Tobias Piller del Frankfurter: manca cultura aziendale nei sindacati italiani
Mercoledi 28 Agosto 2013 alle 00:11 | 0 commenti
Tobias Piller del Franfurter Allgemeine Zeitung e presidente dell'Associazione della stampa estera stasera a "In onda" su La 7 ha ricordato che in Germania la Grosse Koalition nacque su 150 pagine di accordo discusse, sottoscritte e rispettate ad anni di distanza e che le certezze tedesche per gli imprenditori e il sistema Paese hanno generato una crescita costante mentre l'Italia dal 2007 ad oggi ha visto scendere del 25% la sua produzione industriale anche per la fuga degli investimenti che gli imprenditori del Belpaese da tempo indirizzano fuori confine.
Ma il famoso giornalista tedesco ha, tra i primi se non il primo e trovandoci concordi per quello che osserviamo da tempo nel Vicentino, puntato il dito verso i sindacati italiani o, meglio, verso la loro mancanza di cultura aziendale nell'analizzare il mondo economico e produttivo per poi attivarsi al meglio a reale tutela degli interessi dei lavoratori: «in Germania i sindacati sono molto più preparati nel trattare i numeri, conoscere i reali andamenti aziendali e accompagnarne da vicino le decisioni ...».
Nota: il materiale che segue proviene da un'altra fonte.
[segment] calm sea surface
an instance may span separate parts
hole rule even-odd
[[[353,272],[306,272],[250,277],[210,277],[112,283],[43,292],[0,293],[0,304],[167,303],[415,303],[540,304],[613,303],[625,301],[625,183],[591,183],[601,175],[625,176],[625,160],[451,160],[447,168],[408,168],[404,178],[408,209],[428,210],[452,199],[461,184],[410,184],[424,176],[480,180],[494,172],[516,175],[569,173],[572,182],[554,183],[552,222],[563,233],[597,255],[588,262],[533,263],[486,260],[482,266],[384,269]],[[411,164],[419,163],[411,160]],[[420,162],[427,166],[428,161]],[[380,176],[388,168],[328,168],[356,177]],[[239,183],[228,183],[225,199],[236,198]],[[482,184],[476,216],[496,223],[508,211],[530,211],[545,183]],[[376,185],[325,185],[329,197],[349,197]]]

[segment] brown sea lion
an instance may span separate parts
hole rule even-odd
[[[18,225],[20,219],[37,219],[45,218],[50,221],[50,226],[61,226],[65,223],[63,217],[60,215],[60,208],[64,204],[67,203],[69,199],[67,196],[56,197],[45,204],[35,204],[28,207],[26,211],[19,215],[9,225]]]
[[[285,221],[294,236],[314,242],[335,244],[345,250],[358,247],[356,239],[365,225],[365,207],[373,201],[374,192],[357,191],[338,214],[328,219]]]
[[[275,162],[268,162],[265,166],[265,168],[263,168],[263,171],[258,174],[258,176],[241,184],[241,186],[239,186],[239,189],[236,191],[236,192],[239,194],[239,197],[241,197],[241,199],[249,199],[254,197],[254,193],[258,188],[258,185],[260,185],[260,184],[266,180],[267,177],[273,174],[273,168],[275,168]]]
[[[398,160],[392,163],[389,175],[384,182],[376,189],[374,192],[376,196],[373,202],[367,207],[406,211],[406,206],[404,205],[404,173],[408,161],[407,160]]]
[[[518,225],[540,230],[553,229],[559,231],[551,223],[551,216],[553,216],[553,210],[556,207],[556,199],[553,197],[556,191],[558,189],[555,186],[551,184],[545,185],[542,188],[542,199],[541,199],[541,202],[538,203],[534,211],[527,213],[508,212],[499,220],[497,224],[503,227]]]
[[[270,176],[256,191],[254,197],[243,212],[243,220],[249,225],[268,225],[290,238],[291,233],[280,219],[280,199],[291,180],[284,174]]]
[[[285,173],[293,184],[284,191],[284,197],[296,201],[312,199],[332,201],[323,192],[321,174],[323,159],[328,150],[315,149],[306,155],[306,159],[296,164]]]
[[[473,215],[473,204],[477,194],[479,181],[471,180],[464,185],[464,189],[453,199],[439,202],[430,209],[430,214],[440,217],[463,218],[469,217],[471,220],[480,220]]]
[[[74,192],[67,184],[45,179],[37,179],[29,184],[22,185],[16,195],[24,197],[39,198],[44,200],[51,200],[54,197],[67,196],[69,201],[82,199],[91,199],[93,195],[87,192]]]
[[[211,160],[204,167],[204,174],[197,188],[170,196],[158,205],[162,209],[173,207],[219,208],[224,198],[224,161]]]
Anche se bisogna sottolineare le diverse strutture di controllo della gestione aziendale in Germana, conquistate, però, grazie a politiche sindacali di largo respiro e non solo legate alla gestione del presente cercando di conservare il passato senza guardare abbastanza al futuro, come si può dar torto a Tobias Spiller?
Il giornalista tedesco senza giri di parole ha messo a nudo la debolezza programmatica e gestionale di un esercito di 700.000 sindacalisti che in Italia di fatto, lo ha detto anni fa con altrettanta lucidità il collega Stefano Livadiotti, proteggono prima di tutto se stessi se non addirittura, lo abbiamo spesso evidenziato anche qui nel Vicentino, gli interessi di certi imprenditori con cui il loro conflitto è solo di facciata.Â
Tra "distacchi" aziendali protetti e protettivi e lunghi incarichi che li qualificano, nei casi migliori, come funzionari burocratici delle trattative, burocraticamente in ritardo sui tempi e sull'evoluzione di aziende e mondo del lavoro. Il tutto condito da finanziamenti di fatto ricevuti dallo stato, che può richiamarli all'ordine sociale riducendone le prebende per la gestione anomala dei Caf, e dalla tendenza tutta italiana a usare il sindacato come trampolino di lancio localmente per incarichi, magari una volta in pensione, in vari Cda e a livello nazionale per sfolgoranti carriere politiche. Nomi.  Tanti, da Del Turco, Cofferati, Polverini ed aepifsni fino al nostro Santini.